Background: Helicobacter pylori eradication fails in about 10% of patients, particularly because of the occurrence of resistance to antibiotics and side-effects. During anti-H. pylori therapy, probiotics have been successfully used to reduce the incidence of side-effects.
Aim: To evaluate the effect of Bacillus clausii, a probiotic, on incidence (primary variable) and severity of antibiotic-associated side-effects during anti-H. pylori therapy.
Methods: One hundred and twenty H. pylori-positive patients were randomly screened to receive: (i) a standard 7 days triple therapy with rabeprazole 20 mg b.d., clarithromycin 500 mg b.d. and amoxicillin 1 g b.d. and B. clausii t.d.s. (each preparation containing 2 x 10(9) spores) for 14 days starting from the first day of treatment. (ii) The same 7 days triple therapy and placebo t.d.s. for 14 days starting from the first day of treatment. Side-effects were assessed using a validated questionnaire and were recorded for 4 weeks from the start of therapy.

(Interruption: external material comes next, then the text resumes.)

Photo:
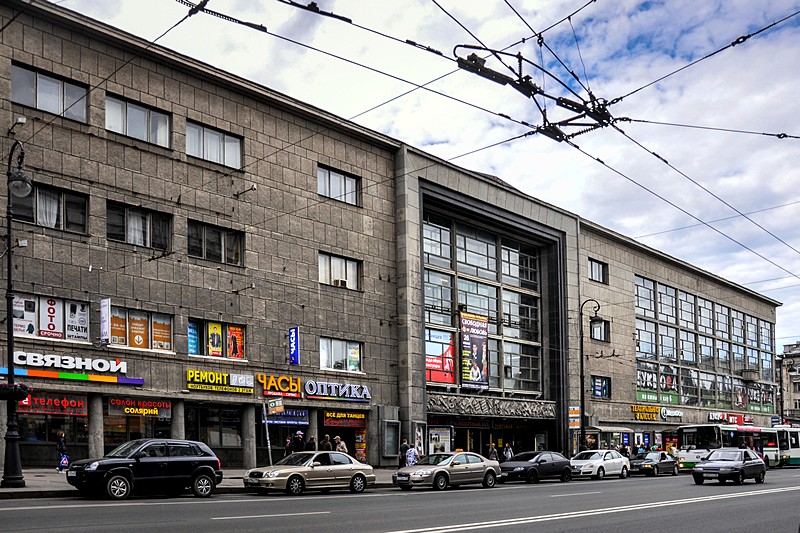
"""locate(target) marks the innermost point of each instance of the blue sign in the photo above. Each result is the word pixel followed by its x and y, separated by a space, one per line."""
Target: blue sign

Results: The incidences of nausea, diarrhoea and epigastric pain in patients treated with B. clausii were significantly lower than in placebo group, in both PP and ITT analysis. Equally, intensity of nausea and diarrhoea in patients treated with B. clausii was significantly lower than in placebo group. There were no differences in adherence to treatment and H. pylori eradication rates between groups. Conclusion : In symptom-free, H. pylori-positive subjects B. clausii bacteriotherapy reduces the incidence of the most common side-effects related to anti-H. pylori antibiotic therapy compared with placebo.